DEAR MISS MANNERS: We moved about four years ago to a small neighborhood in a rural area, where the homes are relatively far apart and people tend to like their privacy. We have a fenced area on our property that is overgrown, and it’s been recommended to me to use goats as an environmentally friendly solution to clearing it out.
Our neighbors behind us have goats, which we frequently see grazing freely around their property. We have not met these neighbors personally (as people tend to stick to themselves here) but have heard through other neighbors that they are friendly.
What is the proper etiquette for asking if we could borrow their goats for a week or so? Should I go over with a plate of cookies, introduce myself and then ask?
GENTLE READER: It would be tempting to issue an invitation directly to the goats, if only they could be expected to answer. (“We would love to have you over. We weren’t thinking of anything formal, you understand, just some light grazing.”)

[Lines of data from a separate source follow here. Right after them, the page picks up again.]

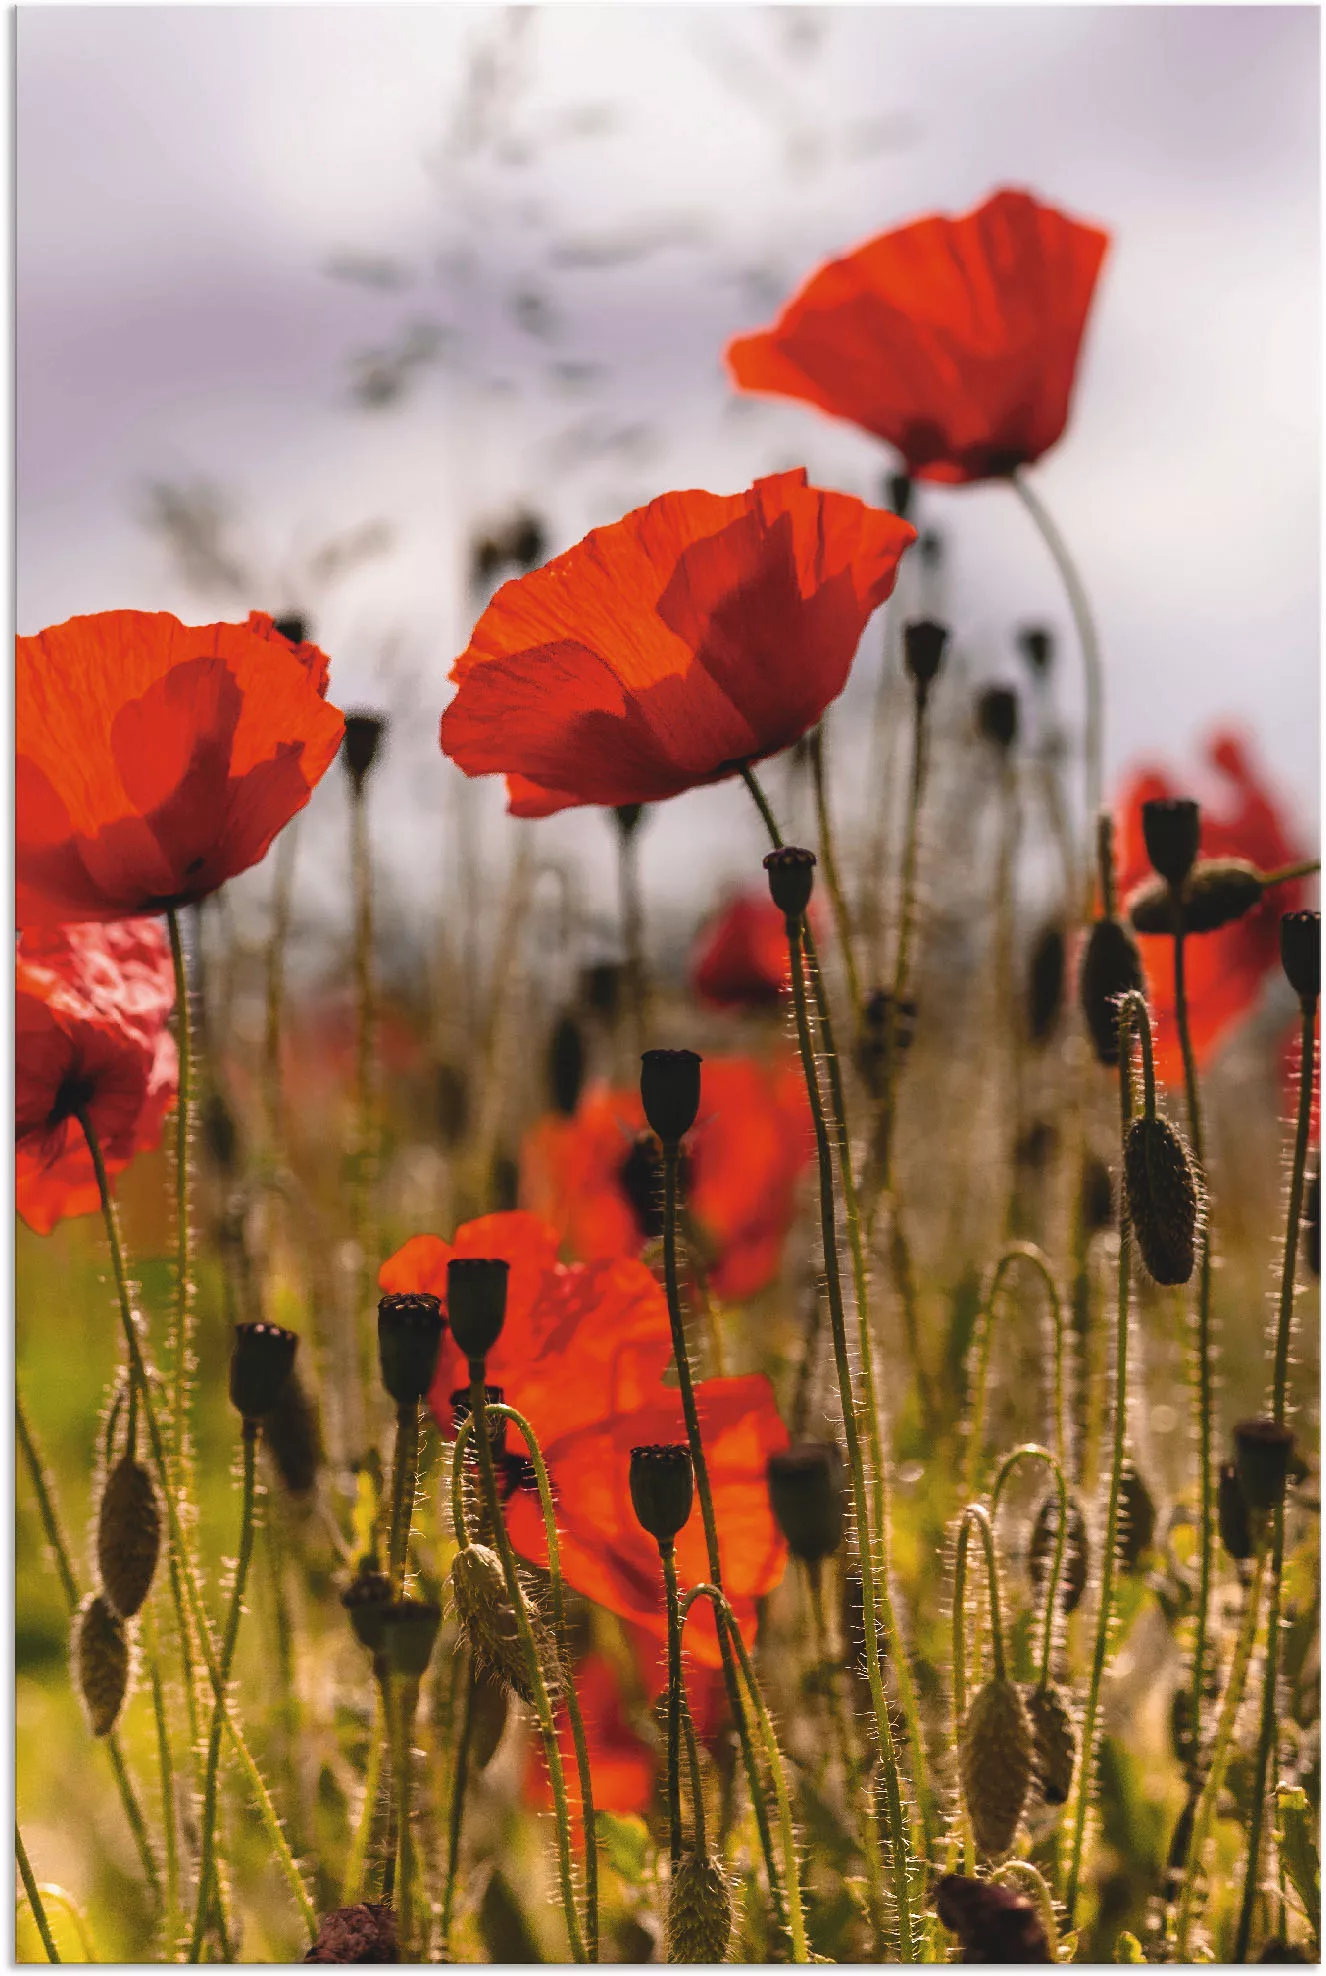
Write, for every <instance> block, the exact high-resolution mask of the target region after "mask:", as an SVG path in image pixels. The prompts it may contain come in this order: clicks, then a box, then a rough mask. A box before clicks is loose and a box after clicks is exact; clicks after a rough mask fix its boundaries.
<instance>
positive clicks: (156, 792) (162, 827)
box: [14, 611, 344, 927]
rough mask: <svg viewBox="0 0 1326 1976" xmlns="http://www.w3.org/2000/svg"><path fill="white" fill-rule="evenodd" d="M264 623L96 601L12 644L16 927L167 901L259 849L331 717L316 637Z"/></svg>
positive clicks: (77, 916)
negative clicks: (15, 719) (87, 616)
mask: <svg viewBox="0 0 1326 1976" xmlns="http://www.w3.org/2000/svg"><path fill="white" fill-rule="evenodd" d="M255 617H257V613H255ZM269 624H271V620H265V618H259V624H257V628H255V626H253V624H202V626H188V624H180V620H178V618H174V617H170V615H168V613H164V611H160V613H146V611H103V613H99V615H97V617H81V618H69V620H67V622H65V624H55V626H51V628H49V630H43V632H40V634H38V636H36V638H20V640H18V674H16V709H18V713H16V717H18V765H16V848H14V867H16V909H18V911H16V917H18V923H20V927H28V925H51V923H59V921H65V919H130V917H134V915H138V913H162V911H166V909H168V907H174V905H188V903H190V901H194V899H202V897H206V893H209V891H215V889H217V885H223V883H225V879H229V877H235V873H237V871H245V869H247V867H249V865H253V864H257V862H259V860H261V858H263V856H265V852H267V848H269V844H271V840H273V838H275V836H277V832H279V830H281V828H283V826H285V824H287V822H289V820H290V816H292V814H294V812H296V810H300V808H302V806H304V802H308V792H310V790H312V786H314V782H316V781H318V779H320V777H322V773H324V771H326V767H328V763H330V761H332V759H334V755H336V749H338V747H340V737H342V729H344V721H342V717H340V713H338V711H336V707H330V705H328V703H326V701H324V700H322V696H320V692H318V686H316V682H314V676H312V674H314V668H312V662H310V660H306V658H304V656H302V654H310V652H316V648H314V646H292V644H290V640H289V638H283V636H281V634H279V632H277V630H271V628H263V626H269ZM318 656H320V654H318Z"/></svg>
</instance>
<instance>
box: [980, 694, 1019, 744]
mask: <svg viewBox="0 0 1326 1976" xmlns="http://www.w3.org/2000/svg"><path fill="white" fill-rule="evenodd" d="M976 731H978V735H980V737H982V741H990V743H992V745H994V747H998V749H1002V751H1004V753H1008V749H1010V747H1012V745H1014V741H1016V739H1018V696H1016V694H1014V692H1012V688H1008V686H986V690H984V694H978V698H976Z"/></svg>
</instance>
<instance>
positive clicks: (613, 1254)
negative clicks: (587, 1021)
mask: <svg viewBox="0 0 1326 1976" xmlns="http://www.w3.org/2000/svg"><path fill="white" fill-rule="evenodd" d="M785 939H787V937H785ZM810 1146H812V1142H810V1109H808V1105H806V1087H804V1081H802V1075H800V1071H798V1069H796V1067H794V1065H792V1063H777V1065H765V1063H757V1061H755V1059H753V1057H705V1063H704V1073H702V1099H700V1120H698V1124H696V1128H694V1132H692V1134H690V1136H688V1140H686V1148H688V1162H690V1174H688V1184H686V1199H684V1207H686V1211H688V1215H690V1219H692V1225H694V1231H696V1235H698V1237H700V1245H702V1253H704V1251H707V1257H705V1259H707V1273H709V1286H711V1288H713V1292H715V1294H717V1296H721V1298H727V1300H731V1302H741V1298H747V1296H755V1292H757V1290H763V1288H765V1284H769V1282H773V1278H775V1276H777V1275H779V1269H781V1265H783V1245H785V1241H787V1231H788V1227H790V1221H792V1213H794V1209H796V1182H798V1178H800V1174H802V1170H804V1168H806V1164H808V1160H810ZM660 1172H662V1170H660V1160H658V1146H656V1142H654V1138H652V1136H650V1134H648V1132H646V1126H644V1109H642V1105H640V1097H638V1093H636V1091H607V1089H603V1087H599V1089H593V1091H589V1093H587V1095H585V1097H583V1099H581V1105H579V1111H577V1112H575V1116H573V1118H557V1116H547V1118H541V1120H539V1122H538V1124H536V1126H534V1128H532V1130H530V1132H528V1134H526V1142H524V1146H522V1160H520V1192H522V1199H524V1201H526V1203H528V1205H530V1207H532V1209H534V1211H536V1213H539V1215H543V1219H545V1221H549V1223H553V1225H555V1227H557V1231H559V1233H561V1239H563V1241H565V1243H567V1247H569V1249H571V1251H573V1253H575V1255H583V1257H587V1259H593V1257H613V1255H638V1253H640V1249H642V1247H644V1243H646V1241H650V1239H652V1237H656V1235H660V1233H662V1178H660Z"/></svg>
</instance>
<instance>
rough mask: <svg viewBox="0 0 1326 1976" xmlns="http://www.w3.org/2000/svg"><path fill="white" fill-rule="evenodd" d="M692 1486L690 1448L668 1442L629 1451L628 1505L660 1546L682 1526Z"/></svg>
mask: <svg viewBox="0 0 1326 1976" xmlns="http://www.w3.org/2000/svg"><path fill="white" fill-rule="evenodd" d="M694 1486H696V1478H694V1470H692V1464H690V1448H684V1446H676V1444H670V1446H648V1448H632V1450H630V1508H632V1510H634V1514H636V1522H638V1523H640V1525H642V1527H644V1529H648V1533H650V1537H654V1541H656V1543H658V1545H660V1547H662V1545H668V1547H670V1545H672V1541H674V1539H676V1535H678V1531H682V1529H684V1527H686V1520H688V1518H690V1510H692V1496H694Z"/></svg>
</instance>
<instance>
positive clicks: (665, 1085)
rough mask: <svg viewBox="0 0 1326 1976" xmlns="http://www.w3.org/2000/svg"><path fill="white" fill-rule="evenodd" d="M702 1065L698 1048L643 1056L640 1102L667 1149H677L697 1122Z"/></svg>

But Miss Manners believes you really ought to get to know your human neighbors first, perhaps with that cookie-laden approach. You may then, in conversation, admire their livestock and steer the conversation, and the goats, in your own direction.
DEAR MISS MANNERS: I am a 25-year-old lawyer who worked as a law clerk for a year before passing the bar exam. When I accompany the partner to hearings where the client is present, I invariably get asked whether I am still in law school or how I like being a paralegal.
What is the appropriate response? Also, when I am in the office, sometimes potential clients will walk in and ask me to make copies for them. I usually do this graciously, but I am wondering if there is something I can say to establish the fact that I am an attorney.
GENTLE READER: Etiquette bans correcting someone’s manners. It does not ban correcting their facts – politely.
The answer to how you like law school is, “I adored it, thank you, but I’m actually an attorney now,” combined with a winning smile that demonstrates (correctly or not) that your feelings have not been hurt.
The request for copies requires you to suppress any resentment enough to remember that while it is not your job to make copies, it is your job to make potential clients happy. This can be accomplished with, “It’s so nice to meet you. I’m an attorney here at the firm, but let me find someone who can do this for you.”
Or you could say with a smile, “You probably don’t want this at my billing rate.”
Being 25 is a time-limited problem, but Miss Manners asks that you remember your dilemma when you are a partner and have 25-year-old associates. That older version of you will be able to save associates from similar embarrassment by always making proper introductions.